Saintly link for city Mum
Published: 12 September 2010
By: Paul Dobbyn
Link to saint: Elizabeth Cleary, who is related to Blessed Mary MacKillop, holds a photograph she discovered among family documents. Picture: Michael Kirby
BRISBANE woman Elizabeth Cleary was a primary school student when she discovered Blessed Mary MacKillop was a relative.
Since then Elizabeth has been on a journey of discovery into her family's history particularly that of her increasingly famous relative.
This includes an investigation into a photograph of Mary MacKillop which she found several weeks ago amongst old family documents.
Elizabeth was also interested to learn Mary MacKillop had a brother, Jesuit priest Donald, ahead of his time in advocating indigenous rights while stationed in the Northern Territory in the 1880s and 1890s.
Her father, the late Dr Joe McKillop, as a boy also met the Australian holy woman at her order's North Sydney convent. (Elizabeth's side of the family spelt McKillop without an "a".)
Elizabeth's first memory of discovering the connection was as a young girl in Brisbane.

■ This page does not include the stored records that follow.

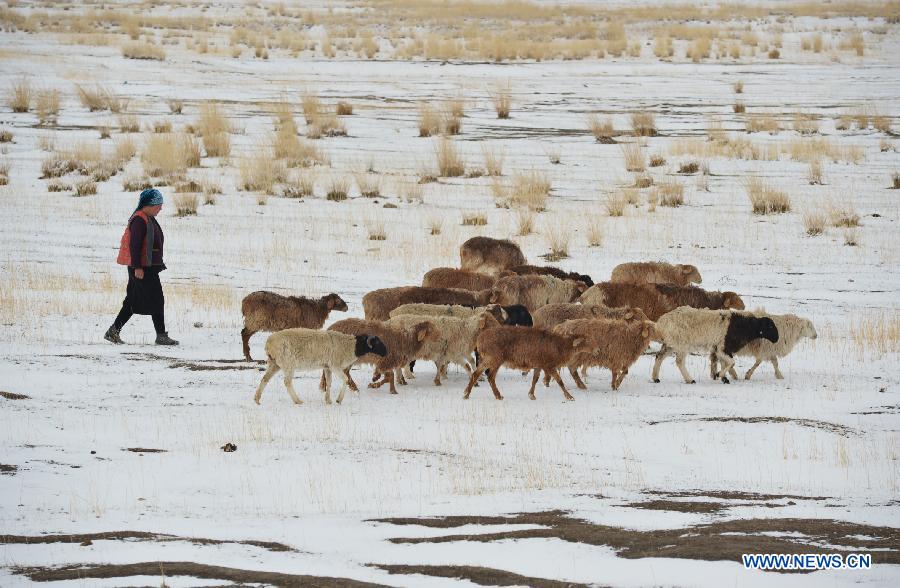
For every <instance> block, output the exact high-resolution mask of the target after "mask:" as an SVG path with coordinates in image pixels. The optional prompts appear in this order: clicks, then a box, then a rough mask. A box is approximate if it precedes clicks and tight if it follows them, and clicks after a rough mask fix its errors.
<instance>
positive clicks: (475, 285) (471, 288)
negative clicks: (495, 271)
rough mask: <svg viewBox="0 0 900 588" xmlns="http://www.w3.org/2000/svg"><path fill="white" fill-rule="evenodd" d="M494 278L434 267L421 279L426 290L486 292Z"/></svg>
mask: <svg viewBox="0 0 900 588" xmlns="http://www.w3.org/2000/svg"><path fill="white" fill-rule="evenodd" d="M496 281H497V278H496V277H495V276H489V275H487V274H480V273H478V272H470V271H468V270H461V269H456V268H455V267H436V268H434V269H432V270H429V271H428V273H426V274H425V276H424V277H423V278H422V286H424V287H426V288H457V289H460V290H473V291H476V292H477V291H479V290H486V289H488V288H492V287H493V286H494V282H496Z"/></svg>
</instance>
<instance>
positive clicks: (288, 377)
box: [284, 369, 303, 404]
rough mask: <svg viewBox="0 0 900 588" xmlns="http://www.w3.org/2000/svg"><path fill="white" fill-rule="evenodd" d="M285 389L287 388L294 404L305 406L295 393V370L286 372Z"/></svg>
mask: <svg viewBox="0 0 900 588" xmlns="http://www.w3.org/2000/svg"><path fill="white" fill-rule="evenodd" d="M284 387H285V388H287V390H288V394H290V395H291V400H293V401H294V404H303V401H302V400H300V398H299V397H298V396H297V392H295V391H294V370H289V369H286V370H284Z"/></svg>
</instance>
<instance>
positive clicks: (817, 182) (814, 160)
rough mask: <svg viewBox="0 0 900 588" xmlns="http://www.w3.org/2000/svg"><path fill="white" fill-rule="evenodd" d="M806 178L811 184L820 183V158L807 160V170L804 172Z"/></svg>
mask: <svg viewBox="0 0 900 588" xmlns="http://www.w3.org/2000/svg"><path fill="white" fill-rule="evenodd" d="M806 179H807V181H808V182H809V184H810V185H811V186H821V185H822V183H823V180H822V162H821V161H820V160H818V159H814V160H812V161H810V162H809V171H808V172H807V174H806Z"/></svg>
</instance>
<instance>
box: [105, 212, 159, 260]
mask: <svg viewBox="0 0 900 588" xmlns="http://www.w3.org/2000/svg"><path fill="white" fill-rule="evenodd" d="M116 261H117V262H118V263H119V264H120V265H127V266H129V267H133V268H138V267H144V268H146V267H151V266H154V265H163V232H162V228H161V227H160V226H159V223H158V222H156V219H155V218H152V217H150V216H147V214H145V213H144V212H143V211H141V210H138V211H137V212H135V213H134V214H133V215H131V218H130V219H128V226H127V227H126V228H125V232H124V233H123V234H122V239H121V242H120V243H119V256H118V258H117V259H116Z"/></svg>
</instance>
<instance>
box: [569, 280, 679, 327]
mask: <svg viewBox="0 0 900 588" xmlns="http://www.w3.org/2000/svg"><path fill="white" fill-rule="evenodd" d="M578 301H579V302H581V303H582V304H602V305H604V306H609V307H612V308H618V307H621V306H630V307H632V308H640V309H641V310H643V311H644V314H645V315H647V318H648V319H650V320H651V321H654V322H655V321H656V320H657V319H658V318H659V317H661V316H662V315H664V314H666V313H667V312H669V311H670V310H675V308H676V307H677V306H678V305H677V304H672V301H671V300H669V299H668V298H667V297H665V296H663V295H662V294H661V293H660V292H658V291H657V290H656V289H655V288H654V287H653V286H652V285H651V284H632V283H628V282H600V283H599V284H597V285H595V286H591V287H590V288H588V290H587V291H586V292H585V293H584V294H582V295H581V297H580V298H579V299H578Z"/></svg>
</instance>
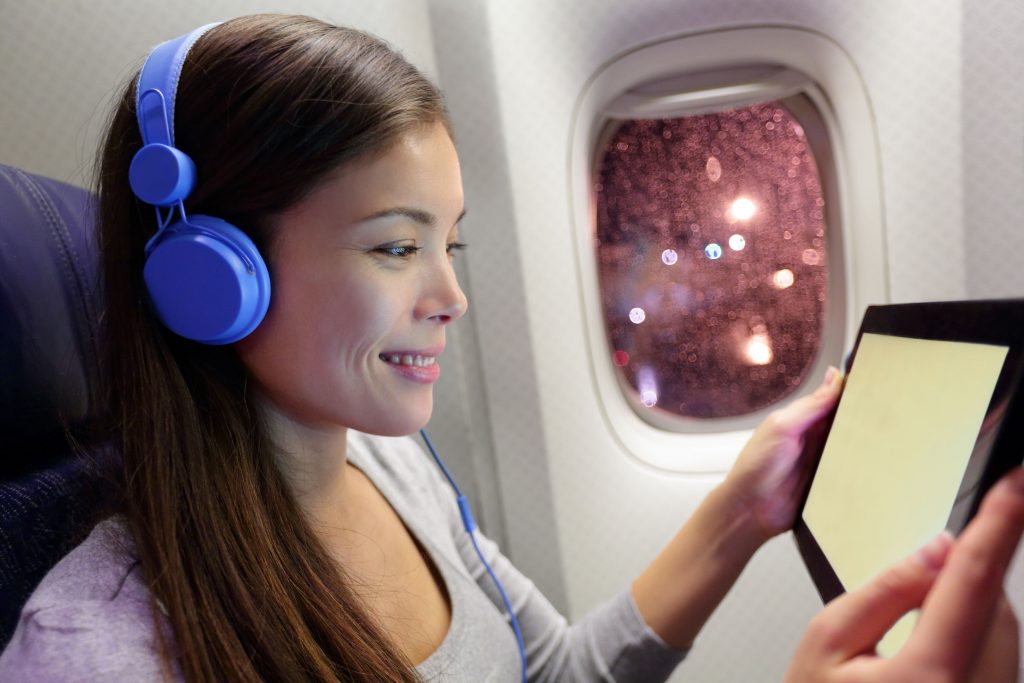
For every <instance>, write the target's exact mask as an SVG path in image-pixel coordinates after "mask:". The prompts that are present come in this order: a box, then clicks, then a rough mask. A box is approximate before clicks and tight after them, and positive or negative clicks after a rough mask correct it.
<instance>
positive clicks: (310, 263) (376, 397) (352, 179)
mask: <svg viewBox="0 0 1024 683" xmlns="http://www.w3.org/2000/svg"><path fill="white" fill-rule="evenodd" d="M462 214H463V195H462V177H461V175H460V171H459V159H458V157H457V156H456V151H455V146H454V145H453V143H452V139H451V138H450V136H449V134H447V131H446V130H445V129H444V127H443V126H442V125H440V124H437V125H433V126H430V127H424V128H422V129H417V130H414V131H412V132H410V133H408V134H406V135H403V136H401V137H400V138H399V139H398V140H397V142H396V143H395V144H394V145H393V146H392V147H391V148H389V150H388V151H387V152H385V153H384V154H381V155H379V156H376V157H373V158H371V159H369V160H365V161H361V162H356V163H354V164H351V165H349V166H346V167H345V168H344V169H342V171H341V172H340V173H339V174H337V175H336V176H334V177H333V178H332V179H330V180H329V181H327V182H326V183H325V184H324V185H322V186H321V187H319V188H318V189H316V190H315V191H314V193H312V194H311V195H310V196H309V197H307V198H306V199H305V200H303V201H302V202H301V203H300V204H298V205H297V206H296V207H294V208H293V209H292V210H290V211H288V212H286V213H284V214H282V215H281V216H280V217H279V219H278V220H276V222H275V224H274V227H273V229H274V230H275V238H274V244H273V248H272V249H271V251H270V253H269V255H268V256H269V259H268V261H269V267H270V275H271V283H272V294H271V300H270V308H269V310H268V311H267V315H266V317H265V318H264V319H263V322H262V324H260V326H259V327H258V328H257V329H256V331H255V332H253V333H252V334H251V335H249V336H248V337H247V338H245V339H244V340H242V341H240V342H238V344H237V348H238V350H239V353H240V355H241V357H242V360H243V362H245V365H246V367H247V368H248V369H249V371H250V373H251V374H252V376H253V377H254V378H255V380H256V381H257V382H258V384H259V386H260V389H261V391H262V393H263V395H264V397H265V398H266V399H268V400H269V402H270V407H271V409H272V410H274V411H276V412H279V413H281V414H282V416H283V417H285V418H287V419H289V420H291V421H293V422H296V423H298V424H300V425H302V426H303V427H308V428H313V429H317V430H319V429H325V428H331V427H333V426H343V427H351V428H354V429H358V430H360V431H367V432H372V433H376V434H384V435H402V434H409V433H412V432H415V431H416V430H417V429H420V428H421V427H422V426H423V425H425V424H426V423H427V421H428V420H429V418H430V413H431V410H432V405H433V397H432V387H433V383H434V381H436V379H437V377H438V375H439V373H440V364H439V357H438V356H440V354H441V351H442V350H443V349H444V329H445V327H446V326H447V324H449V323H452V322H453V321H455V319H458V318H459V317H460V316H461V315H462V314H463V313H464V312H466V297H465V295H464V294H463V292H462V290H461V289H460V288H459V284H458V283H457V282H456V276H455V271H454V270H453V268H452V255H453V254H452V253H451V252H452V251H453V245H456V244H457V242H456V241H457V232H458V223H459V220H460V219H461V218H462Z"/></svg>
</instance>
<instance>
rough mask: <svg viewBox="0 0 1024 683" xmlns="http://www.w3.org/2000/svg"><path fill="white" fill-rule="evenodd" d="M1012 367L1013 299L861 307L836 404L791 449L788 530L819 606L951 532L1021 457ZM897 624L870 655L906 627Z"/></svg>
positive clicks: (1021, 438)
mask: <svg viewBox="0 0 1024 683" xmlns="http://www.w3.org/2000/svg"><path fill="white" fill-rule="evenodd" d="M1022 365H1024V299H1017V300H1001V301H957V302H945V303H921V304H898V305H888V306H870V307H868V309H867V311H866V312H865V314H864V319H863V322H862V324H861V327H860V331H859V332H858V334H857V339H856V343H855V345H854V349H853V351H852V353H851V354H850V356H849V359H848V360H847V364H846V372H847V376H846V381H845V385H844V388H843V393H842V395H841V396H840V400H839V402H838V404H837V407H836V409H835V410H834V411H833V413H831V415H829V416H828V417H827V418H826V419H825V420H824V421H823V422H822V423H821V424H820V425H818V426H817V428H816V429H813V430H812V431H811V432H809V433H808V435H807V441H806V443H805V450H806V453H805V455H806V457H808V458H810V459H811V460H812V462H814V463H815V464H814V466H813V471H812V476H811V482H810V485H809V486H808V488H807V492H806V494H805V497H804V501H803V504H802V506H801V509H800V514H799V515H798V518H797V522H796V524H795V527H794V532H795V537H796V540H797V545H798V547H799V549H800V553H801V555H802V556H803V558H804V562H805V564H806V565H807V568H808V570H809V572H810V574H811V578H812V580H813V581H814V585H815V587H816V588H817V590H818V592H819V593H820V594H821V598H822V600H824V601H825V602H828V601H829V600H831V599H833V598H835V597H836V596H838V595H839V594H841V593H843V592H844V591H850V590H856V589H857V588H859V587H860V586H862V585H863V584H864V583H865V582H867V581H868V580H869V579H871V578H872V577H874V575H876V574H878V573H879V572H880V571H882V570H883V569H884V568H886V567H888V566H889V565H890V564H892V563H894V562H896V561H898V560H899V559H901V558H903V557H905V556H906V555H909V554H910V553H912V552H913V551H914V550H916V549H918V548H920V547H921V546H923V545H924V544H925V543H927V542H928V541H929V540H930V539H932V538H933V537H934V536H935V535H937V533H938V532H939V531H941V530H942V529H943V528H945V529H948V530H949V531H950V532H952V533H953V535H954V536H955V535H956V533H958V532H959V531H961V530H962V529H963V528H964V526H966V525H967V522H968V521H969V520H970V519H971V517H972V516H973V515H974V513H975V511H976V510H977V508H978V505H979V504H980V502H981V499H982V498H983V497H984V495H985V493H986V492H987V490H988V488H989V487H990V486H991V485H992V484H993V483H994V482H995V481H996V480H997V479H998V478H999V477H1000V476H1001V475H1002V474H1005V473H1006V472H1008V471H1009V470H1010V469H1012V468H1013V467H1014V466H1015V465H1018V464H1020V463H1021V460H1022V455H1024V399H1022V397H1021V393H1022V392H1021V376H1022ZM911 621H912V620H911ZM898 626H900V628H898V629H894V630H893V631H892V632H890V634H889V636H887V639H886V641H884V642H883V644H882V645H884V647H883V646H880V650H882V651H883V653H885V651H886V650H889V651H894V650H895V649H896V648H898V646H899V644H901V642H902V640H903V639H905V637H906V636H907V635H908V634H909V630H910V628H912V623H907V624H902V625H898Z"/></svg>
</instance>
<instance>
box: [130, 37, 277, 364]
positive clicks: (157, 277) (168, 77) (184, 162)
mask: <svg viewBox="0 0 1024 683" xmlns="http://www.w3.org/2000/svg"><path fill="white" fill-rule="evenodd" d="M215 26H217V25H216V24H209V25H207V26H203V27H200V28H199V29H196V30H195V31H193V32H191V33H188V34H185V35H184V36H181V37H180V38H176V39H174V40H170V41H167V42H166V43H162V44H160V45H158V46H157V47H156V48H155V49H154V50H153V52H151V53H150V56H148V57H147V58H146V60H145V65H144V66H143V67H142V72H141V73H140V74H139V78H138V83H137V86H136V95H135V112H136V114H137V116H138V127H139V130H140V131H141V133H142V144H143V146H142V148H141V150H139V151H138V152H137V153H135V158H134V159H132V162H131V168H130V170H129V174H128V175H129V181H130V182H131V188H132V191H133V193H135V196H136V197H137V198H138V199H140V200H141V201H143V202H145V203H146V204H152V205H153V206H155V207H156V208H157V222H158V225H159V229H158V230H157V233H156V234H155V236H154V237H153V238H152V239H151V240H150V242H147V243H146V245H145V254H146V259H145V267H144V269H143V279H144V280H145V285H146V288H147V289H148V291H150V299H151V301H152V302H153V306H154V308H155V309H156V311H157V316H158V317H159V318H160V321H161V322H162V323H163V324H164V325H165V326H167V327H168V328H169V329H170V330H171V331H172V332H174V333H175V334H178V335H180V336H182V337H185V338H187V339H191V340H194V341H198V342H202V343H204V344H230V343H231V342H234V341H238V340H240V339H242V338H243V337H245V336H246V335H248V334H249V333H250V332H252V331H253V330H255V329H256V327H257V326H258V325H259V324H260V322H261V321H262V319H263V316H264V315H265V314H266V309H267V307H268V306H269V305H270V273H269V271H268V270H267V267H266V263H264V261H263V257H262V256H260V254H259V251H258V250H257V249H256V245H255V244H253V241H252V240H250V239H249V237H248V236H247V234H246V233H245V232H243V231H242V230H240V229H239V228H237V227H234V226H233V225H231V224H229V223H227V222H226V221H224V220H221V219H220V218H214V217H213V216H201V215H195V216H188V215H186V214H185V207H184V200H185V199H186V198H187V197H188V195H189V193H191V190H193V188H194V187H195V186H196V164H195V163H194V162H193V160H191V159H189V157H188V155H186V154H185V153H183V152H181V151H180V150H178V148H176V147H175V146H174V95H175V92H176V90H177V86H178V79H179V77H180V76H181V66H182V65H183V63H184V60H185V56H186V55H187V54H188V50H189V49H191V46H193V45H194V44H195V43H196V41H197V40H199V38H200V37H201V36H202V35H203V34H204V33H206V32H207V31H209V30H210V29H212V28H213V27H215ZM175 209H177V213H178V220H173V219H174V214H175ZM164 212H166V214H165V213H164Z"/></svg>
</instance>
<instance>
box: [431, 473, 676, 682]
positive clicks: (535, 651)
mask: <svg viewBox="0 0 1024 683" xmlns="http://www.w3.org/2000/svg"><path fill="white" fill-rule="evenodd" d="M431 469H433V468H431ZM429 476H431V479H432V480H433V487H434V492H433V493H434V495H435V496H436V498H437V500H438V501H439V503H440V507H441V509H442V510H443V511H444V514H445V515H446V518H447V519H446V521H447V527H449V529H450V532H451V533H452V537H453V539H454V541H455V544H456V547H457V549H458V552H459V555H460V558H461V559H462V562H463V564H464V565H465V566H466V568H467V570H468V571H469V573H470V575H471V577H472V578H473V580H474V581H475V582H476V585H477V586H479V587H480V589H481V590H482V591H483V592H484V593H485V594H486V595H487V597H488V598H489V599H490V601H492V602H493V603H494V604H495V606H496V607H497V608H498V609H499V610H500V611H501V612H502V613H503V614H504V613H505V603H504V602H503V601H502V598H501V595H500V594H499V593H498V590H497V589H496V588H495V585H494V583H493V582H492V580H490V577H489V575H488V574H487V571H486V569H485V568H484V567H483V564H482V563H481V562H480V560H479V558H478V557H477V555H476V551H475V550H474V549H473V544H472V542H471V541H470V539H469V536H468V535H467V533H466V530H465V528H464V527H463V525H462V519H461V517H460V514H459V508H458V505H457V503H456V501H455V496H454V495H453V493H452V489H451V487H450V486H449V485H447V482H445V481H444V480H443V479H441V477H440V474H439V473H438V472H436V471H433V472H432V473H431V475H429ZM474 536H475V537H476V540H477V544H478V545H479V547H480V552H481V553H482V554H483V557H484V558H485V559H486V561H487V563H488V564H489V565H490V567H492V568H493V569H494V571H495V574H496V575H497V577H498V579H499V580H500V581H501V583H502V586H503V587H504V588H505V592H506V594H507V595H508V598H509V601H510V603H511V604H512V609H513V610H514V611H515V613H516V618H517V620H518V621H519V628H520V630H521V632H522V636H523V644H524V646H525V650H526V666H527V678H528V679H529V681H531V682H547V681H552V682H554V681H557V682H559V683H564V682H579V683H594V682H595V681H602V682H608V683H611V682H613V683H633V682H635V683H656V682H657V681H664V680H666V679H667V678H668V677H669V676H670V675H671V674H672V672H673V671H674V670H675V668H676V667H677V666H678V665H679V663H680V661H682V659H683V657H685V656H686V651H682V650H678V649H675V648H673V647H671V646H670V645H668V644H667V643H666V642H665V641H664V640H662V639H660V638H659V637H658V636H657V634H655V633H654V632H653V631H651V630H650V628H649V627H648V626H647V625H646V624H645V623H644V621H643V618H642V617H641V615H640V612H639V610H638V609H637V606H636V602H635V601H634V599H633V595H632V592H631V591H630V590H629V589H628V588H627V589H626V590H624V591H622V592H621V593H618V594H617V595H616V596H614V597H613V598H611V599H610V600H608V601H607V602H605V603H604V604H602V605H600V606H598V607H597V608H595V609H594V610H592V611H591V612H590V613H589V614H587V615H586V616H584V618H582V620H581V621H580V622H579V623H577V624H572V625H569V624H568V623H567V621H566V620H565V617H564V616H562V615H561V614H560V613H559V612H558V610H557V609H555V607H554V605H552V604H551V603H550V602H549V601H548V599H547V598H545V597H544V595H543V594H542V593H541V591H540V590H538V588H537V586H535V585H534V583H532V582H531V581H530V580H529V579H527V578H526V577H524V575H523V574H522V573H521V572H519V571H518V570H517V569H516V568H515V567H514V566H513V565H512V563H511V562H510V561H509V560H508V558H507V557H505V556H504V555H503V554H502V553H501V552H500V550H499V549H498V546H497V544H495V543H494V542H493V541H490V540H489V539H487V538H486V537H485V536H483V535H482V533H481V532H480V531H479V529H477V530H476V531H474Z"/></svg>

"I remember my father talking about Mary MacKillop when my sister, Kathryn and I were at primary school," Elizabeth said.
"It was something relatives later often spoke of too, and the nuns at school.
"As children we were a bit unsure of how we were related to Mary, but asked more questions as we got older.
"Our grandfather, Lachlan Peter McKillop and Mary were first cousins.
"Their fathers, Alexander and Duncan, were brothers."
In time, Elizabeth's father came to increasingly discuss that "Mary might be made a saint".
"Dad often visited the Sisters of St Joseph here in Brisbane and I would think this was frequently spoken of," Elizabeth said.
Mary MacKillop's beatification ceremony at Randwick in 1995 really highlighted her relative's importance.
"We realised then that she was venerated by many other religious denominations, as well as Catholic," Elizabeth said.
"It really struck us that she was a person so ahead of her time, and someone who had touched the lives of many in the early days of settlement."
Just recently Elizabeth discovered a photograph of Mary MacKillop in a folder located in a box full of old family documents.
The photograph is oval and the folder bears the name of a now defunct Brisbane photographic studio F. W. Thiel and the word "copy".
Elizabeth has a theory that it may have belonged to her uncle.
"Uncle Lockie travelled overseas a lot ... maybe he took the photo to show the relatives in Scotland when he visited there in the 1930s and '40s."
Meanwhile Elizabeth has passed the photograph on to Josephite Sisters in Brisbane in the hope more light may be cast on its origins.
Elizabeth is also concerned to bring to light the work of Blessed Mary's little known brother, Jesuit Father Donald MacKillop.
"Donald spent a decade or so around (Daly River) in what must have been incredibly difficult conditions in those days," she said. "He was far ahead of his time in his advocacy for indigenous Australians which is contained in his letters to the authorities of the day."
Elizabeth said she was eagerly looking forward to the canonisation of her famous relative and that she, her husband Peter and several family members, including sister Kathryn, would be attending the October 17 ceremony in Rome.